La double matérialité change le destinataire
La CSRD a installé un principe qui survit à la simplification : la double matérialité. L’entreprise rend compte de son impact sur le monde et de l’impact du monde sur elle. Ce double regard déplace le destinataire du film. On ne s’adresse plus seulement au grand public, mais aussi aux investisseurs, aux agences de notation extra-financière, aux parties prenantes qui lisent vraiment les rapports.
Ce public-là ne se laisse pas séduire par une voix off ascendante et une musique évocatrice. Il cherche du concret, du daté, du vérifiable. Un film qui s’adresse à lui doit accepter d’être sobre. La sobriété n’est pas une contrainte esthétique : c’est la condition de la crédibilité.
Comment on s’y prend
La méthode tient en trois temps. D’abord, identifier l’action qui mérite d’être filmée, avec les personnes qui la portent et les indicateurs qui la mesurent. Ensuite, écrire avant de tourner : un film de preuve se construit autour d’une question éditoriale, pas d’une liste de plans. Enfin, tourner à hauteur des équipes, en présence légère, pour capter le réel sans le mettre en scène.
Le reste est affaire d’arbitrage. Tout ne se filme pas. Une direction RSE lucide choisit deux ou trois actions exemplaires plutôt que de tout couvrir superficiellement.
Ce qu’il faut retenir
- L’allègement de la CSRD retire au film RSE son alibi réglementaire : il doit désormais se justifier par son contenu.
- Le seul rôle qui vaille pour le film : rendre lisible une action mesurable, sur le terrain, avec les personnes qui la portent.
- La double matérialité élargit le public aux investisseurs et aux parties prenantes, qui exigent du concret et du vérifiable.

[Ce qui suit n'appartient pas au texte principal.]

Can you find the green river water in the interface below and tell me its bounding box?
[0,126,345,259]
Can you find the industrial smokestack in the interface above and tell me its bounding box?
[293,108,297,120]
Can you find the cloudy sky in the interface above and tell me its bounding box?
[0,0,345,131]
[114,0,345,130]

- Sans action réelle à montrer, mieux vaut ne pas produire de film : le maquillage se paie cher.
Pour aller plus loin
- Reporting de durabilité : filmer la preuve, pas la promesse
- Pourquoi votre brand film ne se regarde pas
Sources
Questions fréquentes
La CSRD est-elle encore obligatoire en 2026 ?
Après la révision dite Omnibus, le périmètre se resserre. Une fois la directive transposée en droit français, seules les entreprises de plus de 1 000 salariés et au-delà de 450 millions d'euros de chiffre d'affaires net restent directement concernées.

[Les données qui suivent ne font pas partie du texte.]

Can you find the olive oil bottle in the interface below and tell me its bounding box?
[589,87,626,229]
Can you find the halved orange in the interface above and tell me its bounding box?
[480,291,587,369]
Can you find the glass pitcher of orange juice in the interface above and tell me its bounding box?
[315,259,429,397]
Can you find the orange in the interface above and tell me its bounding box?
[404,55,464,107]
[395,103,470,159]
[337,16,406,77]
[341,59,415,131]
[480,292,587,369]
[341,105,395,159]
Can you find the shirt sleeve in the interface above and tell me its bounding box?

Faut-il un film pour accompagner son rapport de durabilité ?
Rien ne l'impose. Le film devient utile quand il rend lisible une action mesurable que le rapport chiffré ne raconte pas, et quand il s'adresse à des publics que le PDF n'atteint pas.
Qu'est-ce qui distingue un film RSE d'un film corporate ?
Le film RSE part d'une action située, datée et vérifiable. Il documente le réel plutôt que d'illustrer un discours. Les chiffres viennent appuyer l'image, pas l'inverse.